Meilleures pratiques de la boîte à outils de l'ABE
L'ABE identifie un certain nombre de facteurs de réussite, tirés de l'expérience passée des projets SupTech, qui sont importants tant pour les autorités de surveillance que pour les entreprises réglementées.
Une base centrale est la promotion d'une Culture du "numérique d'abord"Il s'agit d'une stratégie qui va au-delà de la simple modernisation des technologies de l'information et qui vise à former les spécialistes et les cadres, à les sensibiliser en interne et à intégrer les compétences numériques dans la vie quotidienne.

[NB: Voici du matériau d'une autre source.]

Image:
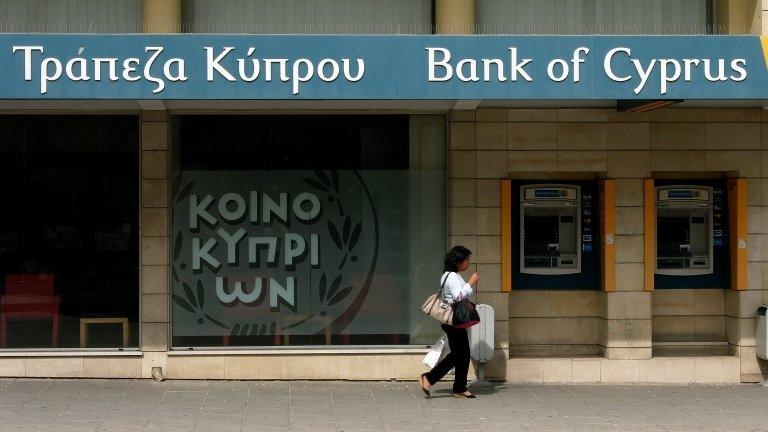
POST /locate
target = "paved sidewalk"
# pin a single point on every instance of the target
(222, 406)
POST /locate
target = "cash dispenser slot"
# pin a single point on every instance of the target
(550, 227)
(684, 230)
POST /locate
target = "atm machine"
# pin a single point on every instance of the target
(550, 227)
(684, 230)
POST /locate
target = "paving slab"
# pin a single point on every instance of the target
(249, 406)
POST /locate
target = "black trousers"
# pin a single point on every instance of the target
(458, 341)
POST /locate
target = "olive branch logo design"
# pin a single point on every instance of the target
(345, 234)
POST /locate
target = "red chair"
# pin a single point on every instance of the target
(29, 297)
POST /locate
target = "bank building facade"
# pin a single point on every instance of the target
(265, 190)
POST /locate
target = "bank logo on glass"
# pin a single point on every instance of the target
(259, 253)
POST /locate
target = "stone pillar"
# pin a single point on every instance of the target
(625, 326)
(161, 16)
(454, 16)
(764, 17)
(154, 259)
(475, 213)
(741, 306)
(739, 16)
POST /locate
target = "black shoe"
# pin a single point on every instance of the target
(423, 378)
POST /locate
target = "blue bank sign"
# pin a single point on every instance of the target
(381, 67)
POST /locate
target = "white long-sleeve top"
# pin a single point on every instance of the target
(455, 288)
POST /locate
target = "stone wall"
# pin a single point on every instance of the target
(487, 145)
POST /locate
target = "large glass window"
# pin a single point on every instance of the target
(306, 230)
(69, 231)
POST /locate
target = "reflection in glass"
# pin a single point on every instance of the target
(69, 234)
(308, 244)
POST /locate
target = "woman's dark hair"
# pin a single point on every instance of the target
(456, 256)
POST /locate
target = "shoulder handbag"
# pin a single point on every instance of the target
(437, 308)
(464, 314)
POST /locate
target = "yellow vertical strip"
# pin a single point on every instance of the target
(607, 234)
(506, 236)
(764, 44)
(737, 212)
(650, 232)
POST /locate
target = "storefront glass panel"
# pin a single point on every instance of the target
(306, 230)
(69, 231)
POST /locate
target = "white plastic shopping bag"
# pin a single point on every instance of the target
(437, 351)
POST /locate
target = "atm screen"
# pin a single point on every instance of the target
(540, 232)
(672, 232)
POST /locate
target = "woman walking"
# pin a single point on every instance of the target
(454, 289)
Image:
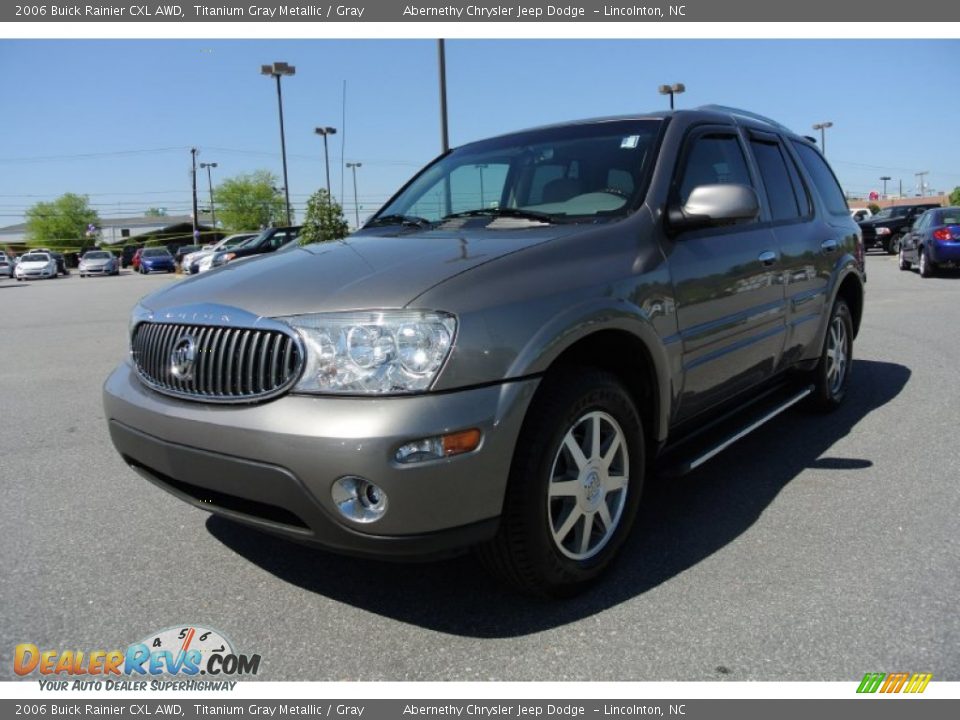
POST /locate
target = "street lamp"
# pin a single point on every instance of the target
(672, 90)
(213, 212)
(277, 70)
(822, 127)
(326, 154)
(481, 168)
(356, 206)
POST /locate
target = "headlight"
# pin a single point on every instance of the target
(373, 352)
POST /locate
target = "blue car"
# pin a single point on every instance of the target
(156, 260)
(933, 242)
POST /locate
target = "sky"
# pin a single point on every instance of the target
(115, 119)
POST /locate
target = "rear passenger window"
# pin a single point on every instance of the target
(714, 159)
(823, 178)
(782, 196)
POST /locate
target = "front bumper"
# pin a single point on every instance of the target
(272, 465)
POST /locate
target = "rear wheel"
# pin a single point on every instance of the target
(832, 374)
(927, 267)
(574, 485)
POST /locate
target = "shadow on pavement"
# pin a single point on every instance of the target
(681, 522)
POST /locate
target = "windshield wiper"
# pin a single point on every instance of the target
(504, 212)
(399, 220)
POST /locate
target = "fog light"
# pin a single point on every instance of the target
(359, 499)
(438, 447)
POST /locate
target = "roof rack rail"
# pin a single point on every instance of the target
(746, 114)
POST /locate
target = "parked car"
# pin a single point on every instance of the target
(99, 262)
(126, 255)
(183, 251)
(933, 242)
(267, 241)
(192, 261)
(499, 368)
(157, 259)
(35, 265)
(887, 227)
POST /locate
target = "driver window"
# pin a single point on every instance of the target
(713, 159)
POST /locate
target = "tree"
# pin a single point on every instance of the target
(65, 219)
(324, 220)
(250, 201)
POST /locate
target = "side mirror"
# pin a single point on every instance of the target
(714, 205)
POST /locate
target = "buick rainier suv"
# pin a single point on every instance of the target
(510, 348)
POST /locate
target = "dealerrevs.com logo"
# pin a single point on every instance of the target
(894, 682)
(185, 651)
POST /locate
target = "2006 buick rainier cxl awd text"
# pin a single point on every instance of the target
(497, 358)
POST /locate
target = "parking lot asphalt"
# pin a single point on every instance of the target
(818, 548)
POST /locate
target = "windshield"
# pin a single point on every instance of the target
(571, 173)
(890, 212)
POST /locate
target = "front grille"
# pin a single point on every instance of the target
(226, 364)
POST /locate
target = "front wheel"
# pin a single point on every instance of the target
(574, 485)
(904, 263)
(832, 374)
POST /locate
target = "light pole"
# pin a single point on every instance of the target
(481, 168)
(277, 70)
(672, 90)
(884, 178)
(213, 212)
(193, 174)
(356, 206)
(822, 127)
(326, 155)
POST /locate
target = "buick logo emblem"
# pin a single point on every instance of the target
(182, 358)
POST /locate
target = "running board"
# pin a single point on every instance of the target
(687, 456)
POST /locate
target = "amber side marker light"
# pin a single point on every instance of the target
(437, 447)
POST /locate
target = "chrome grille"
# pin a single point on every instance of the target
(224, 364)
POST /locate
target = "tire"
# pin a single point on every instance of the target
(927, 267)
(904, 263)
(557, 490)
(832, 374)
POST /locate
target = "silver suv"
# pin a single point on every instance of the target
(499, 356)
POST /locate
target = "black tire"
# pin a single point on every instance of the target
(927, 267)
(829, 389)
(904, 263)
(530, 551)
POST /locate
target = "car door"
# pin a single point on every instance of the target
(807, 251)
(727, 282)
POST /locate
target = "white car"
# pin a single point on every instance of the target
(6, 265)
(193, 262)
(35, 265)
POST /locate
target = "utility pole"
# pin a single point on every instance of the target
(193, 157)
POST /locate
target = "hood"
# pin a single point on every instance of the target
(368, 270)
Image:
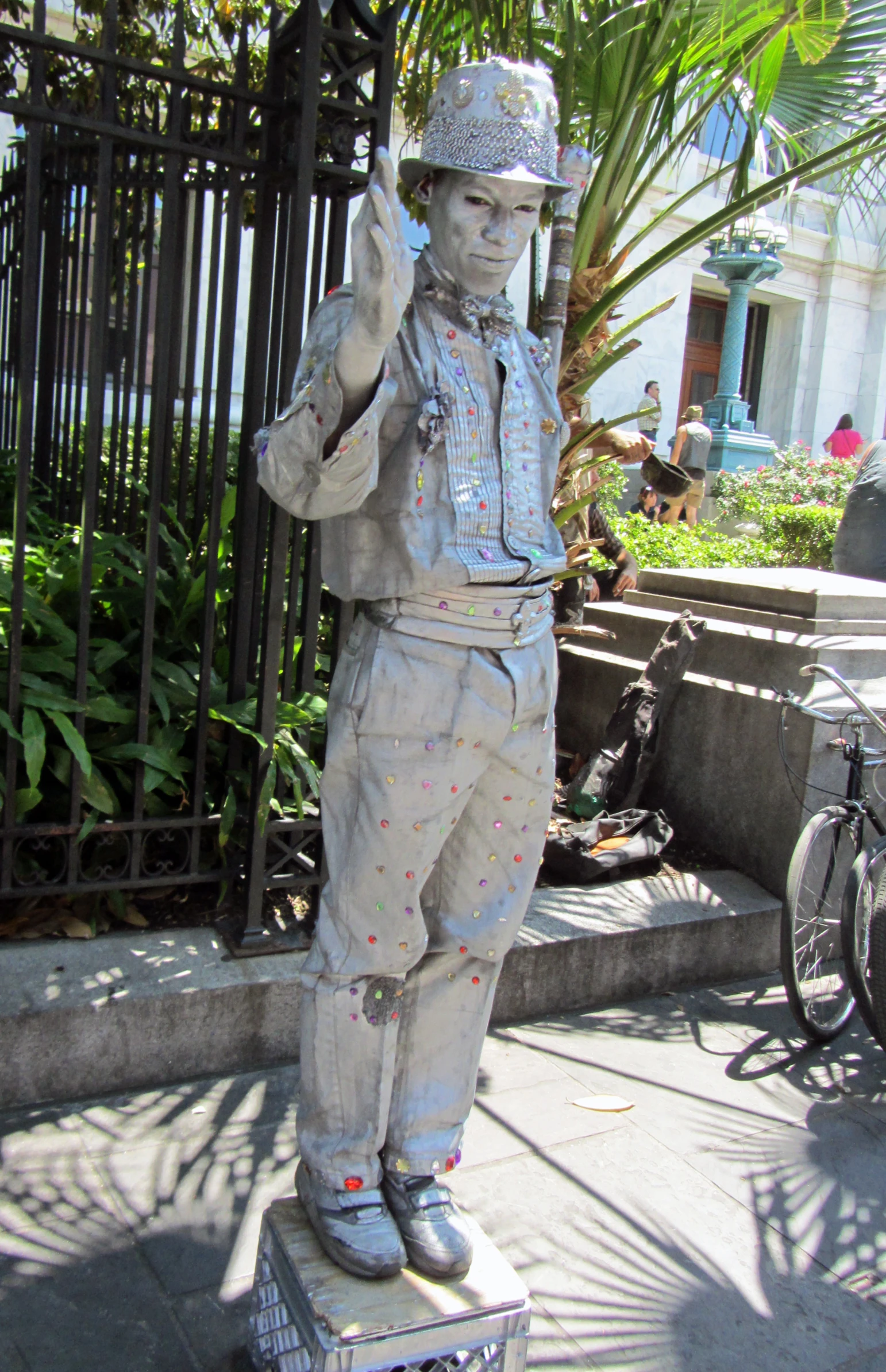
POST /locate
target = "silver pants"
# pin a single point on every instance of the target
(436, 799)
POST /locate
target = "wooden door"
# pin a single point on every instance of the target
(704, 343)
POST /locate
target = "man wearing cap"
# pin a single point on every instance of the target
(425, 431)
(690, 450)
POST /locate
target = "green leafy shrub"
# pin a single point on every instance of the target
(795, 479)
(677, 545)
(107, 751)
(803, 534)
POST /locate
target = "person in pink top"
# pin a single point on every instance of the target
(844, 441)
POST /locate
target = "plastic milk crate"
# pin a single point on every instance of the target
(310, 1316)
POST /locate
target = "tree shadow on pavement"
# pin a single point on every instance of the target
(125, 1220)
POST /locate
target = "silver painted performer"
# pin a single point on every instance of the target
(425, 430)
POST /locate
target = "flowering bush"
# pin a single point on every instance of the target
(796, 479)
(803, 534)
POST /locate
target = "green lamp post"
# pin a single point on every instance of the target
(741, 258)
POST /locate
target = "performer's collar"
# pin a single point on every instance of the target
(487, 319)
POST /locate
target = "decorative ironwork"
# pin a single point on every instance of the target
(124, 216)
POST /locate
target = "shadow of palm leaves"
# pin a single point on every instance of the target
(191, 1162)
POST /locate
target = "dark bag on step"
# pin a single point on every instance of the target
(591, 849)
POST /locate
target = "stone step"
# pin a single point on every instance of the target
(731, 650)
(134, 1010)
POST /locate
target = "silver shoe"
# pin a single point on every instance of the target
(355, 1228)
(434, 1231)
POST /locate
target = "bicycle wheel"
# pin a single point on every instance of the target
(855, 928)
(812, 960)
(877, 958)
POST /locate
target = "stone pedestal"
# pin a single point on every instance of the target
(310, 1316)
(731, 449)
(719, 774)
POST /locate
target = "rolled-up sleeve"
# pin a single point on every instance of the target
(292, 467)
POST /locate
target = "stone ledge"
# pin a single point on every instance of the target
(143, 1010)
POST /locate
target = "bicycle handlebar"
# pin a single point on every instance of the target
(844, 685)
(789, 699)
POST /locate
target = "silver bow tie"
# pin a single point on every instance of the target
(487, 320)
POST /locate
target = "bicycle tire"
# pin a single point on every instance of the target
(860, 894)
(877, 958)
(820, 1003)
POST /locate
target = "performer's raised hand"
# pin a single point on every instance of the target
(381, 258)
(382, 284)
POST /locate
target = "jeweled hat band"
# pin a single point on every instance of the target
(495, 117)
(491, 147)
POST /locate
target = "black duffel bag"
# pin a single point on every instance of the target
(591, 849)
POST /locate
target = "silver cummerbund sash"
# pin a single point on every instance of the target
(490, 616)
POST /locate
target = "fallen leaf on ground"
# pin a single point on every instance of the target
(76, 928)
(609, 1103)
(134, 917)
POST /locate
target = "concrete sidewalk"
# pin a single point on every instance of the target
(733, 1222)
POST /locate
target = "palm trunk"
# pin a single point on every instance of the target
(573, 167)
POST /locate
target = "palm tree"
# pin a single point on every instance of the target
(796, 80)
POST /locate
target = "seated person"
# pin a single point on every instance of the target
(607, 583)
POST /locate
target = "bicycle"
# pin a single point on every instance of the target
(831, 879)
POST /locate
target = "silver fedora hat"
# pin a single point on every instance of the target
(498, 118)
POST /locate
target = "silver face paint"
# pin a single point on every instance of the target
(480, 227)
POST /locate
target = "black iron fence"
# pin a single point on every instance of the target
(163, 242)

En complément, l'ABE recommande de développer des stratégies de données robustesIl est donc important que les entreprises puissent s'appuyer sur des concepts clairs de protection et de sécurité des données, en plus de la standardisation et de l'interopérabilité.
Un autre élément clé est l'utilisation de Projets pilotes et bacs à sable réglementairesLes projets de recherche et de développement sont des outils permettant de tester les innovations dans un environnement contrôlé et d'identifier les risques à un stade précoce. Ces champs d'essai ne servent pas seulement à la validation de la technologie, mais aussi à la coopération entre les autorités de surveillance et les acteurs du marché. En outre, l'ABE souligne Référence aux besoinsLes outils SupTech devraient être développés de manière ciblée pour résoudre des problèmes concrets de surveillance ou de conformité, plutôt que d'être mis en œuvre de manière technologique sans cas d'application clair.
L'amélioration continue est assurée par Métriques et boucles de rétroaction est pris en charge. Il s'agit notamment d'indicateurs clés de performance clairement définis, d'évaluations régulières et de l'intégration des commentaires des utilisateurs afin de mesurer la valeur ajoutée réelle des outils et de procéder à des ajustements. Enfin, la coopération transfrontalière un critère de réussite essentiel. Des plateformes communes, des espaces de données sécurisés et des technologies respectueuses de la vie privée, comme l'apprentissage fédéré, permettent de partager des informations entre les pays et d'aborder les risques de manière cohérente.
Ces bonnes pratiques ne doivent pas être considérées comme des mesures ponctuelles, mais comme un processus dynamique qui doit être adapté en permanence aux évolutions technologiques et réglementaires.
Conclusion : une nouvelle ère dans la surveillance de la LBC/FT
La nouvelle boîte à outils ABE marque le début d'une ère où la surveillance LBC/FT sera plus axée sur les données, plus rapide et plus coopérative. Responsable ne devraient pas seulement observer cette évolution, mais la façonner activement. En effet, ceux qui préparent à temps les processus et systèmes internes auront un net avantage dans le futur écosystème AMLA. Parallèlement, le dialogue avec les autorités de surveillance et les experts en protection des données est essentiel pour clarifier les incertitudes juridiques et garantir l'interopérabilité.
Conseil de lien : Rapport sur l'utilisation des outils AMLCFT SupTech
Aristotelis Zervos est directeur éditorial chez 2B Advice, juriste et journaliste avec un savoir-faire approfondi en matière de protection des données, RGPD, la conformité IT et la gouvernance de l'IA. Il publie régulièrement des articles approfondis sur la réglementation de l'IA, la conformité au RGPD et la gestion des risques. Pour en savoir plus sur lui, consultez son Page du profil de l'auteur.